Why classical myth and autism?

Why classical myth and autism?

The idea for this project started to take shape at a meeting in 2008 with a special needs teacher, who mentioned that, in her experience and those of her colleagues, autistic children often enjoy classical myth. I began to wonder why this might be the case, and whether – as a classicist who researches, and loves, classical myth – there was anything I could contribute. I started this blog to report on my progress which was often sporadic until the launch of the Warsaw-based European Research Council-funded project Our Mythical Childhood (2016-21) to trace the role of classics in children’s culture.

My key contribution to the project is an exploration of classics in autistic children’s culture, above all by producing myth-themed activities for autistic children. This blog shares my progress, often along Herculean paths.

Thursday, 21 March 2013

Inclusivity and Diversity in UK Classics Programmes

I've started this posting with an image that I've just chosen for a poster I'm currently putting together.  It's to advertise a workshop that I'm co-organising at Roehampton for this coming May.  The event will explore issues surrounding the creation of an inclusive and diverse classical curriculum and as one of our planned themes is disability, an image that conveys a Hephaistos one could read as variously marginalised or powerful seems fitting.  Here are draft details of the event:

Roehampton University, London, Thursday 23 May 2013 11.30am-3.30pm

This HEA-funded workshop aims to explore the extent to which UK Classics departments can improve on inclusivity and diversity in their student bodies. The idea for the workshop was generated out of work being done at the University of Roehampton in an HEA funded project on ‘Re-imagining Attainment for All’ which is investigating what factors enhance the success of and what elements are barriers to the success of for BME students. The workshop will also build on previous work at Roehampton into making learning happen for disabled students studying classical civilisation.

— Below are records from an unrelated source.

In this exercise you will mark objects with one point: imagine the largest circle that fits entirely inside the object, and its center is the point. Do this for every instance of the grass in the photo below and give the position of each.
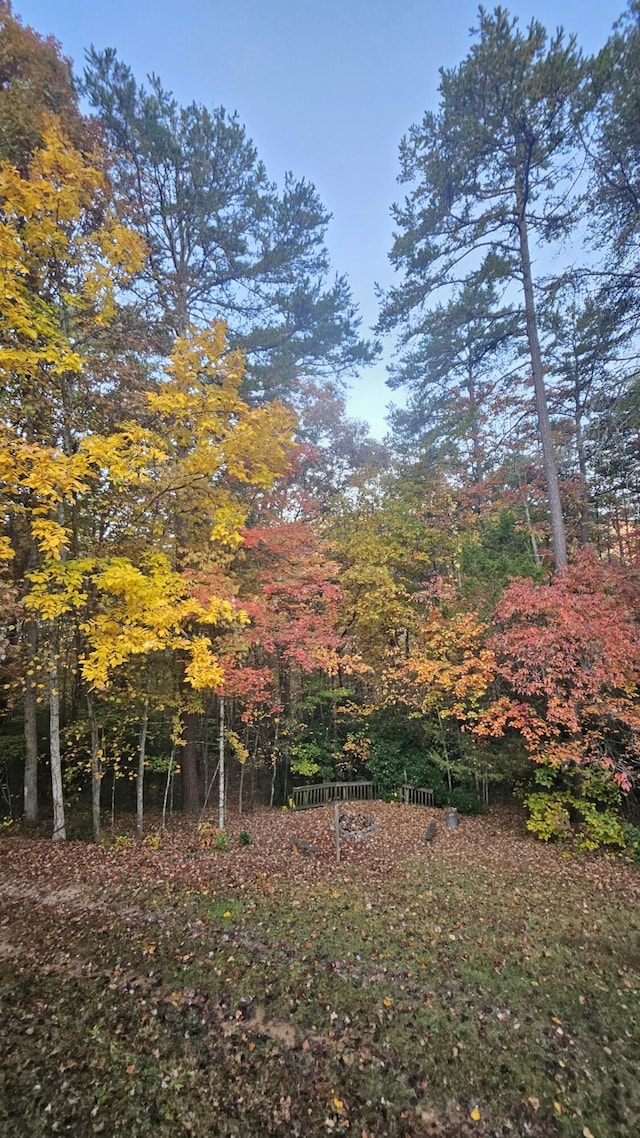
(445, 998)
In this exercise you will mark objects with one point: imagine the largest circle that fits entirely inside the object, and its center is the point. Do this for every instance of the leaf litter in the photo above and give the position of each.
(470, 986)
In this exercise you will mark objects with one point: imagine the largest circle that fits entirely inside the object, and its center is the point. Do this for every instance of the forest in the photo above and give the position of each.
(219, 593)
(213, 580)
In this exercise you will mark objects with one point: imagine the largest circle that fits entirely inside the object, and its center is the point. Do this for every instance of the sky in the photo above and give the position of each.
(325, 89)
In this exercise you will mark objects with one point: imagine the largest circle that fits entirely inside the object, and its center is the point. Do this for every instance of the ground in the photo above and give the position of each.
(477, 984)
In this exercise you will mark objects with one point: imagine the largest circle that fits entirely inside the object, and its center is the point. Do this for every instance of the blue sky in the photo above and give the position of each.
(325, 89)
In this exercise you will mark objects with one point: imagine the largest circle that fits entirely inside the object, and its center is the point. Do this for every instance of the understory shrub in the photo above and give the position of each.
(577, 805)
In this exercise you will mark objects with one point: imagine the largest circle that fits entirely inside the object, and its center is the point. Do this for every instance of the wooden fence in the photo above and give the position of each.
(416, 796)
(308, 797)
(305, 797)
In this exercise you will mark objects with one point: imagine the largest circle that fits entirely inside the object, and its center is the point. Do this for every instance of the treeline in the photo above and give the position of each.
(210, 570)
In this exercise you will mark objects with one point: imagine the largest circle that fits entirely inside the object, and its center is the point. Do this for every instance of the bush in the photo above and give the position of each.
(557, 815)
(632, 840)
(221, 842)
(123, 842)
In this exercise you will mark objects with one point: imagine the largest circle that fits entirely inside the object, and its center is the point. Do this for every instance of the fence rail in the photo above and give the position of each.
(305, 797)
(319, 794)
(416, 796)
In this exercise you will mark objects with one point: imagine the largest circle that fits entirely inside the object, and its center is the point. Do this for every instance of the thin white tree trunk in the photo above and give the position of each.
(221, 768)
(59, 829)
(140, 782)
(96, 769)
(30, 809)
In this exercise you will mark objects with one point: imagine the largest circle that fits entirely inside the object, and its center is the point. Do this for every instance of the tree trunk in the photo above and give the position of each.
(59, 829)
(30, 809)
(221, 767)
(96, 769)
(189, 764)
(549, 463)
(140, 782)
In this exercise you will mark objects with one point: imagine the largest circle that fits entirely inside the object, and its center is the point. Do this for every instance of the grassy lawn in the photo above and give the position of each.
(451, 994)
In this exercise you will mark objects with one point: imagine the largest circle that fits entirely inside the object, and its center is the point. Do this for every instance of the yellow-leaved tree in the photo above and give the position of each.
(65, 255)
(163, 501)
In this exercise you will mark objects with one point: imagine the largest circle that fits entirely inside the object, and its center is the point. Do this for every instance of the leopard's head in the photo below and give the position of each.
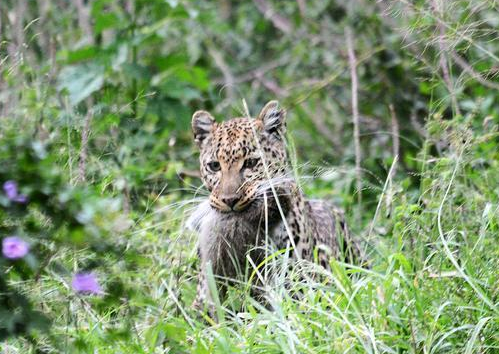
(238, 157)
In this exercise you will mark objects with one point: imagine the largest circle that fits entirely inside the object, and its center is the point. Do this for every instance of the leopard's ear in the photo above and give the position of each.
(202, 123)
(273, 118)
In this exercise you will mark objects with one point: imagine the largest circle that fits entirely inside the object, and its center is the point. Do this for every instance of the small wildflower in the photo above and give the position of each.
(14, 247)
(86, 283)
(10, 189)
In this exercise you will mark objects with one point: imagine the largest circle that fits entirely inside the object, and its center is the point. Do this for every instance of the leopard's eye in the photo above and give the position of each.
(250, 163)
(214, 166)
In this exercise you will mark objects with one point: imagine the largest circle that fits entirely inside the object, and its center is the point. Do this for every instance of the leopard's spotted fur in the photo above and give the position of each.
(244, 165)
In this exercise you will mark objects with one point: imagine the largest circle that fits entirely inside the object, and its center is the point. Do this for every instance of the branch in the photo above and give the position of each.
(277, 20)
(225, 69)
(352, 61)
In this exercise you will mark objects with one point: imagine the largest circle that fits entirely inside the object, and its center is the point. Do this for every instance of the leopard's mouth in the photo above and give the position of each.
(236, 209)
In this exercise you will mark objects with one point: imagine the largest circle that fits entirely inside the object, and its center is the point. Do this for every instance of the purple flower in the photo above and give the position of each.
(10, 189)
(14, 247)
(86, 283)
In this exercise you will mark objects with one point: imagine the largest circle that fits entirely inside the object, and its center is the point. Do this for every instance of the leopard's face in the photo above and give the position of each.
(239, 156)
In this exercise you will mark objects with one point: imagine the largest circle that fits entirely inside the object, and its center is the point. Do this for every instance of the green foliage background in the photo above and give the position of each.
(96, 98)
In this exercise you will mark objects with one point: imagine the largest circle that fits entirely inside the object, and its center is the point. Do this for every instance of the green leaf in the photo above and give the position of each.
(80, 81)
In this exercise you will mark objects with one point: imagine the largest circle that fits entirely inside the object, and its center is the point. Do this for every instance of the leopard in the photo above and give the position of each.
(254, 199)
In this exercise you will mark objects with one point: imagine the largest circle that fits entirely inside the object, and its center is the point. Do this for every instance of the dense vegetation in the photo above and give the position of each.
(393, 113)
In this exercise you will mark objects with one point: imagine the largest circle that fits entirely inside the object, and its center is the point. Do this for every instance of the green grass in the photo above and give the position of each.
(432, 287)
(429, 218)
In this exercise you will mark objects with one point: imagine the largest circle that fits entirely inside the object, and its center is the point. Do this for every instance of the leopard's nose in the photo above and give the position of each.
(231, 201)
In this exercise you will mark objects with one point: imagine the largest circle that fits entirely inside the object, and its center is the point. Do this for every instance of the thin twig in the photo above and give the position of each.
(395, 132)
(225, 69)
(352, 61)
(84, 142)
(469, 69)
(84, 20)
(438, 5)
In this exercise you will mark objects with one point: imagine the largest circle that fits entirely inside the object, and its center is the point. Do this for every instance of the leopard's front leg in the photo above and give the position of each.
(203, 298)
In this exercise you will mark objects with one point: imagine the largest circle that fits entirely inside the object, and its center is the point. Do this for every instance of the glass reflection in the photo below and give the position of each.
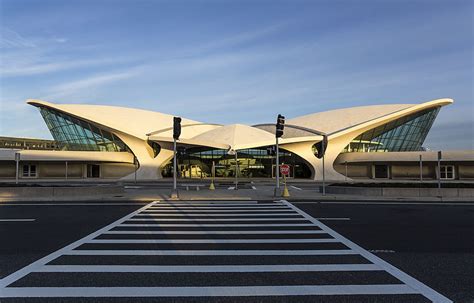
(404, 134)
(74, 134)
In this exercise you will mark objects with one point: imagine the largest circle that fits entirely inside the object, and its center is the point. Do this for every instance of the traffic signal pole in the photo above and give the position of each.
(174, 165)
(176, 134)
(279, 127)
(324, 171)
(277, 167)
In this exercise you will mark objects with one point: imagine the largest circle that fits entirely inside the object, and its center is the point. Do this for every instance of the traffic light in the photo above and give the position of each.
(280, 126)
(271, 151)
(176, 127)
(321, 147)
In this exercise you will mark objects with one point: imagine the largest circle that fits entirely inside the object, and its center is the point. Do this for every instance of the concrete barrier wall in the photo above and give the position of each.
(401, 192)
(42, 192)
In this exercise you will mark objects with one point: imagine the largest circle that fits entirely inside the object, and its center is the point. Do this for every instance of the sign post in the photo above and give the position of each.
(421, 168)
(176, 134)
(285, 171)
(280, 126)
(17, 160)
(439, 171)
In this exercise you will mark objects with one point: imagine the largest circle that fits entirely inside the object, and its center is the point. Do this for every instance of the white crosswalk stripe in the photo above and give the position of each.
(293, 258)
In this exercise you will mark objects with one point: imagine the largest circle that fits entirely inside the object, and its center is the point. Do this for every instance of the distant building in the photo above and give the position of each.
(93, 141)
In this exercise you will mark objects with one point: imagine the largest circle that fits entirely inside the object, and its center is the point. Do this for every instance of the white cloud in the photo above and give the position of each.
(73, 87)
(28, 67)
(11, 39)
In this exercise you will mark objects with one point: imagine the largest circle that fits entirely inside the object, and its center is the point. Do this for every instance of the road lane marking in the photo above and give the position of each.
(198, 241)
(227, 252)
(216, 208)
(217, 225)
(178, 210)
(43, 261)
(206, 291)
(217, 215)
(217, 219)
(334, 219)
(349, 248)
(211, 232)
(405, 278)
(209, 268)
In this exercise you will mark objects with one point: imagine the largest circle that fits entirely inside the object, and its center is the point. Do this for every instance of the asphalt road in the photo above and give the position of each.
(432, 243)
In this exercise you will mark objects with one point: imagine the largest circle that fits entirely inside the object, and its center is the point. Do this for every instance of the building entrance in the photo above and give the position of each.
(197, 162)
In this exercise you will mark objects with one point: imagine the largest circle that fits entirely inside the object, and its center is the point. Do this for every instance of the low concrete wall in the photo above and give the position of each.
(42, 192)
(401, 192)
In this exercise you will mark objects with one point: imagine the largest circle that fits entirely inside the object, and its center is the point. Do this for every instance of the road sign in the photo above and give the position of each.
(285, 169)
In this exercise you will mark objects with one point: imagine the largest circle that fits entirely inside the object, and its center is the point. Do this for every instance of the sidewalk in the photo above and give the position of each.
(262, 193)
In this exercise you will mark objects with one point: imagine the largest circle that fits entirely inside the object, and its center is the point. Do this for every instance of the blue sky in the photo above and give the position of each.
(238, 61)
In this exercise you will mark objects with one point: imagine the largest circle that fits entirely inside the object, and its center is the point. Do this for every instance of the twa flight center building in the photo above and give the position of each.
(108, 142)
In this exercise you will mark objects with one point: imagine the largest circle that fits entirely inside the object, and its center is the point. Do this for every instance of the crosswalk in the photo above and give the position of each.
(217, 249)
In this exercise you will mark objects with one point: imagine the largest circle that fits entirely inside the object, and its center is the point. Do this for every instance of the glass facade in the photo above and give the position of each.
(197, 162)
(71, 133)
(404, 134)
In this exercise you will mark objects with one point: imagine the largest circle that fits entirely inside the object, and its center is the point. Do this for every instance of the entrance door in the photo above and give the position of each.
(93, 171)
(381, 171)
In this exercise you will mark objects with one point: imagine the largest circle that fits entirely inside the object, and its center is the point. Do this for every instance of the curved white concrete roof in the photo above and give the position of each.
(340, 119)
(237, 136)
(157, 126)
(136, 122)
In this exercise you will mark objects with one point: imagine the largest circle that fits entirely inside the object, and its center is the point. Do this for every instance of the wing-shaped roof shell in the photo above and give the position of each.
(136, 122)
(340, 119)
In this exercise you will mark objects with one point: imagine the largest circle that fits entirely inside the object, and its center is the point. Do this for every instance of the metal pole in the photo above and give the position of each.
(135, 162)
(421, 168)
(439, 170)
(345, 163)
(236, 171)
(174, 165)
(277, 168)
(17, 160)
(324, 175)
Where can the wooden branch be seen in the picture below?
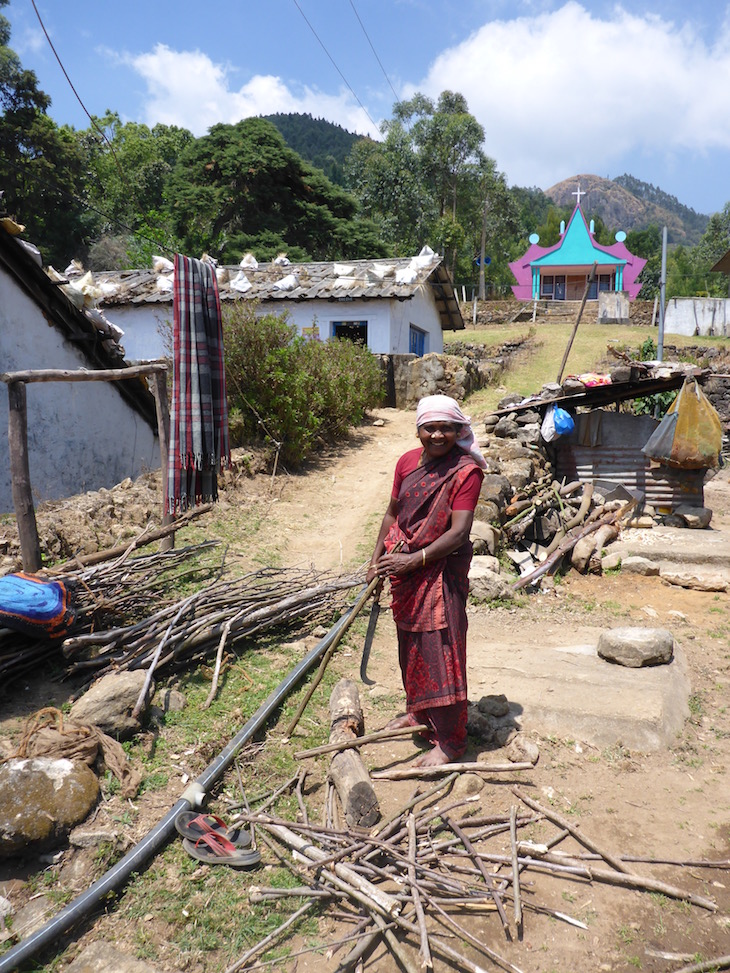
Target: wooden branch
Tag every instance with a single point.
(425, 952)
(515, 870)
(471, 851)
(562, 822)
(93, 375)
(347, 771)
(407, 773)
(109, 553)
(354, 611)
(376, 737)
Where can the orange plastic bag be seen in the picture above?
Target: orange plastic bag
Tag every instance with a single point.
(690, 434)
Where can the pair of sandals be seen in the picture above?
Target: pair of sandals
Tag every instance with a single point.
(209, 839)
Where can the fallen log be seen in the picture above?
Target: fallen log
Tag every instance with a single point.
(347, 771)
(406, 773)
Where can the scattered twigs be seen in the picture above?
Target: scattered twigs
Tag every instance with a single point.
(582, 839)
(471, 851)
(139, 705)
(377, 737)
(406, 773)
(261, 946)
(425, 951)
(188, 631)
(568, 543)
(404, 884)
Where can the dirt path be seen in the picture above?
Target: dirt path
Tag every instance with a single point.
(674, 802)
(330, 514)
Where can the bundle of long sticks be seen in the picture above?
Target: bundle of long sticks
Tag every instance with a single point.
(115, 592)
(182, 631)
(409, 882)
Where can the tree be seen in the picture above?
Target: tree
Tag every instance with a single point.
(241, 187)
(427, 181)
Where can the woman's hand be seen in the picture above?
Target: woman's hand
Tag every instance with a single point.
(397, 564)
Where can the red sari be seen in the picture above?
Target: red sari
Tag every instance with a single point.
(429, 604)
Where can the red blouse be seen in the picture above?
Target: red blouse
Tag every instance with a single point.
(466, 496)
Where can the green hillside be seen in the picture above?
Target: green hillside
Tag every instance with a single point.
(322, 143)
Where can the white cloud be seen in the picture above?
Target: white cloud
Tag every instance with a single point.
(566, 91)
(187, 88)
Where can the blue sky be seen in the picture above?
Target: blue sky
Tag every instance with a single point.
(561, 88)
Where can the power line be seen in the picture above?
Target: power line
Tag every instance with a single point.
(98, 128)
(354, 10)
(321, 43)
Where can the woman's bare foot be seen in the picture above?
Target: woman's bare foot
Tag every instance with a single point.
(399, 722)
(434, 758)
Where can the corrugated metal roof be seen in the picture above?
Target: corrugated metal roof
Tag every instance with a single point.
(607, 446)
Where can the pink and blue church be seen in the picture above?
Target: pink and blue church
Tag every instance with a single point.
(560, 272)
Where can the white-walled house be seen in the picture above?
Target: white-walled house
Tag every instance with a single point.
(397, 306)
(83, 435)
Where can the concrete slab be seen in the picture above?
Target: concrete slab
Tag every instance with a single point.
(568, 690)
(675, 544)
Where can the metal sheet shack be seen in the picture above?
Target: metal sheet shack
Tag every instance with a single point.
(605, 447)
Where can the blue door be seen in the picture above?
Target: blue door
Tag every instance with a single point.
(417, 341)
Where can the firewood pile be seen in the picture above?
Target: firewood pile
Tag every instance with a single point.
(130, 613)
(414, 883)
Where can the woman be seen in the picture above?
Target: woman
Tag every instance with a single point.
(424, 547)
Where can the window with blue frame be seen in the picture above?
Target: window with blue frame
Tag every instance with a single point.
(356, 331)
(416, 341)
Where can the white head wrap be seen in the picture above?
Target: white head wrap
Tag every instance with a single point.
(442, 408)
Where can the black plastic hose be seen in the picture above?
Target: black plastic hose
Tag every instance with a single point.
(193, 796)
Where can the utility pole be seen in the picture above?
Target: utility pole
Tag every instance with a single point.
(662, 297)
(482, 252)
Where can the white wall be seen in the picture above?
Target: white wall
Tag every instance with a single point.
(388, 322)
(81, 436)
(147, 329)
(697, 316)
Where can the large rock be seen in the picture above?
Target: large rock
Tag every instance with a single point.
(109, 703)
(484, 537)
(483, 565)
(637, 647)
(41, 800)
(496, 488)
(695, 517)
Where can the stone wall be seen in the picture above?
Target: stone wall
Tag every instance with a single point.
(465, 369)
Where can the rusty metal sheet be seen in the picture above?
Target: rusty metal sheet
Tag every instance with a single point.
(616, 458)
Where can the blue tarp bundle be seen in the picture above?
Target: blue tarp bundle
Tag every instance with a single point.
(35, 607)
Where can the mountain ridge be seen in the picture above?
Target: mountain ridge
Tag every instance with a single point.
(627, 203)
(623, 203)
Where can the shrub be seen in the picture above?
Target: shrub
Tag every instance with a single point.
(290, 390)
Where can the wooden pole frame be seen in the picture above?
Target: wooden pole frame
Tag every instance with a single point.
(18, 440)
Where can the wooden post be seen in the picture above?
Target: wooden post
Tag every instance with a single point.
(159, 389)
(20, 475)
(589, 280)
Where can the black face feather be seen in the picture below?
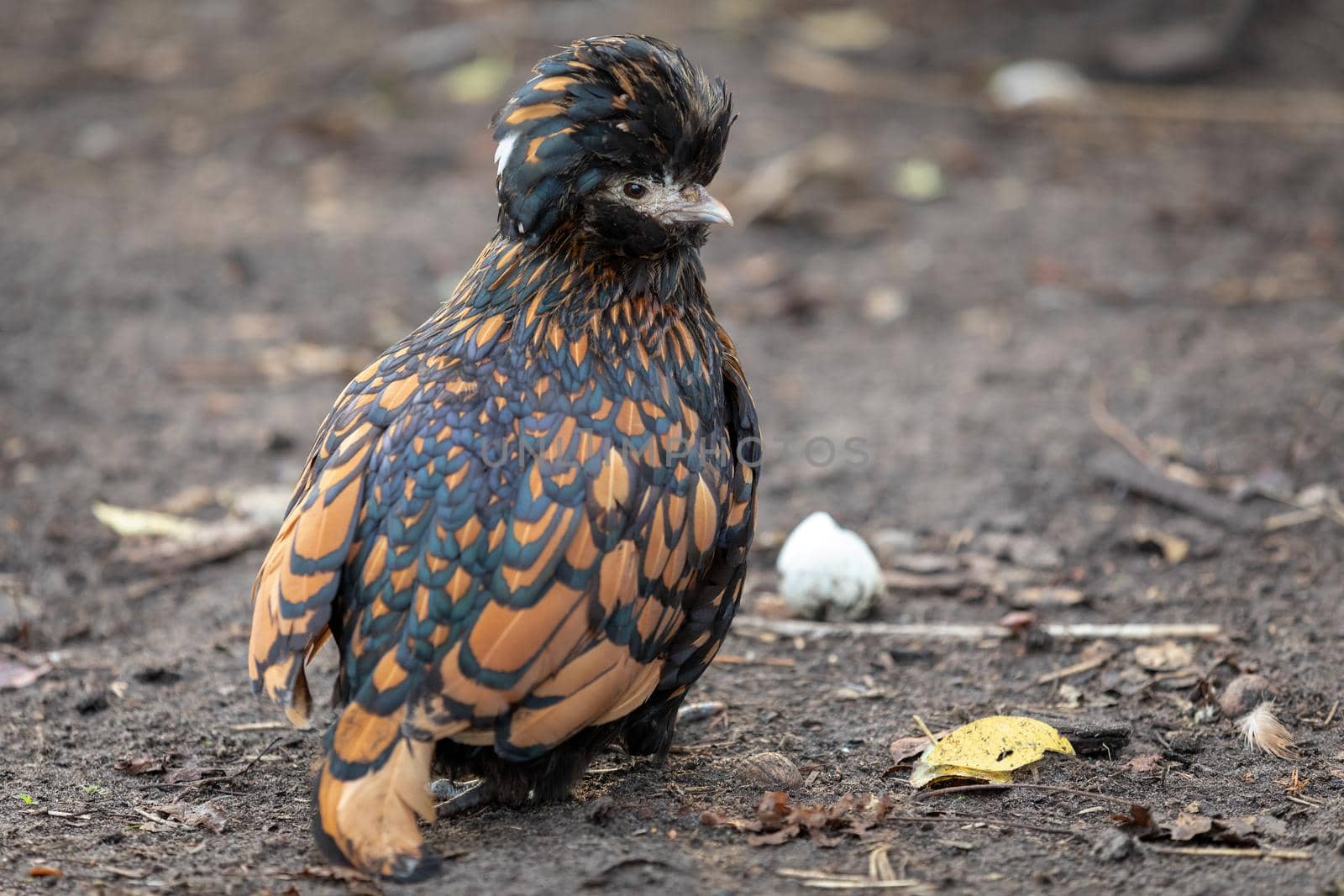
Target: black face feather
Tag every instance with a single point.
(601, 110)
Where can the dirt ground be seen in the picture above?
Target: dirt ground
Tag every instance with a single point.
(214, 212)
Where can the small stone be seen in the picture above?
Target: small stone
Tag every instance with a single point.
(1037, 82)
(1243, 694)
(824, 567)
(770, 770)
(1113, 846)
(92, 703)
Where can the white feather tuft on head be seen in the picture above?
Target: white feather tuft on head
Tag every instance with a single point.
(503, 152)
(1263, 731)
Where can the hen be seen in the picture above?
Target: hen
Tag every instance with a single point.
(526, 524)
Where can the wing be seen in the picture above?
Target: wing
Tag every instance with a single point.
(307, 567)
(517, 574)
(709, 611)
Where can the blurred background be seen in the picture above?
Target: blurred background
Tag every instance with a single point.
(992, 241)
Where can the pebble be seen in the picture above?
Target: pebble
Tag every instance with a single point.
(826, 569)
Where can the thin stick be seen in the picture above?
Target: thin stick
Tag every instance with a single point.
(1074, 669)
(978, 820)
(1135, 476)
(754, 661)
(1019, 786)
(1233, 852)
(255, 761)
(974, 631)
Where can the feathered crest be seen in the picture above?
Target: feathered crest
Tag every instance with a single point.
(604, 105)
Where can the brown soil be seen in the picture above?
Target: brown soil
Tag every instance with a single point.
(202, 201)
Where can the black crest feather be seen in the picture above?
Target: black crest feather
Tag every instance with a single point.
(624, 103)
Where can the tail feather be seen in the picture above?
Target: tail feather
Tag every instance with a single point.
(371, 790)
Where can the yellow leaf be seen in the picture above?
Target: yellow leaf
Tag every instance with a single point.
(477, 81)
(128, 521)
(988, 750)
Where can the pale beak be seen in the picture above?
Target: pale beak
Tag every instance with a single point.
(696, 206)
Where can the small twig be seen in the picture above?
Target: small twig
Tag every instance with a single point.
(159, 819)
(260, 726)
(1132, 474)
(1117, 432)
(1294, 517)
(1231, 852)
(1304, 801)
(974, 631)
(255, 761)
(1021, 786)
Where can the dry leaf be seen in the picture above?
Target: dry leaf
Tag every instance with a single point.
(1146, 762)
(988, 750)
(15, 674)
(1167, 656)
(1173, 547)
(853, 29)
(128, 521)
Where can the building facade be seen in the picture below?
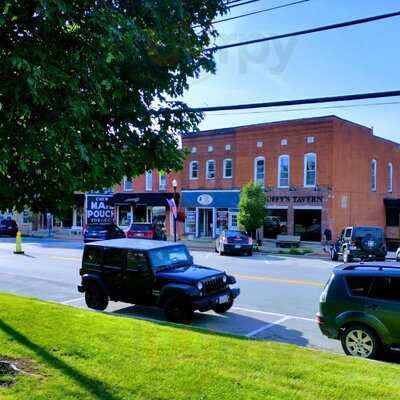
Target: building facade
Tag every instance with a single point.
(317, 173)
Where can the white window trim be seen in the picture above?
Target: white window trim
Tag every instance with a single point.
(279, 171)
(191, 170)
(374, 166)
(390, 177)
(305, 169)
(224, 164)
(149, 189)
(125, 182)
(215, 170)
(255, 169)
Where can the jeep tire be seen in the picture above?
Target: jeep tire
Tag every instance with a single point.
(95, 297)
(178, 309)
(223, 308)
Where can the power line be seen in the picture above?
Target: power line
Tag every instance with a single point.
(332, 99)
(260, 11)
(308, 31)
(311, 108)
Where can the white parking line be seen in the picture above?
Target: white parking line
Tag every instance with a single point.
(272, 313)
(265, 327)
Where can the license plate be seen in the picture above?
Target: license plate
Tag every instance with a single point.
(223, 299)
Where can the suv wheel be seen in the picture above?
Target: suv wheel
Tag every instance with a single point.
(177, 309)
(96, 298)
(360, 341)
(223, 308)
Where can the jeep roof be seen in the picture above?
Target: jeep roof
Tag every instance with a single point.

Topics to be covered include:

• What is the perception of Classics and related degree programmes such as Ancient History and Classical Civilisation among prospective students?

• Do some students feel excluded from studying Classical subjects?

• Why do so few students from particular black and minority ethnic groups apply to study Classical subjects?

• What support is there/should there be for disabled students, e.g autistic and dyslexic students?

• How can the degrees/curriculum be made attractive to a diverse range of students?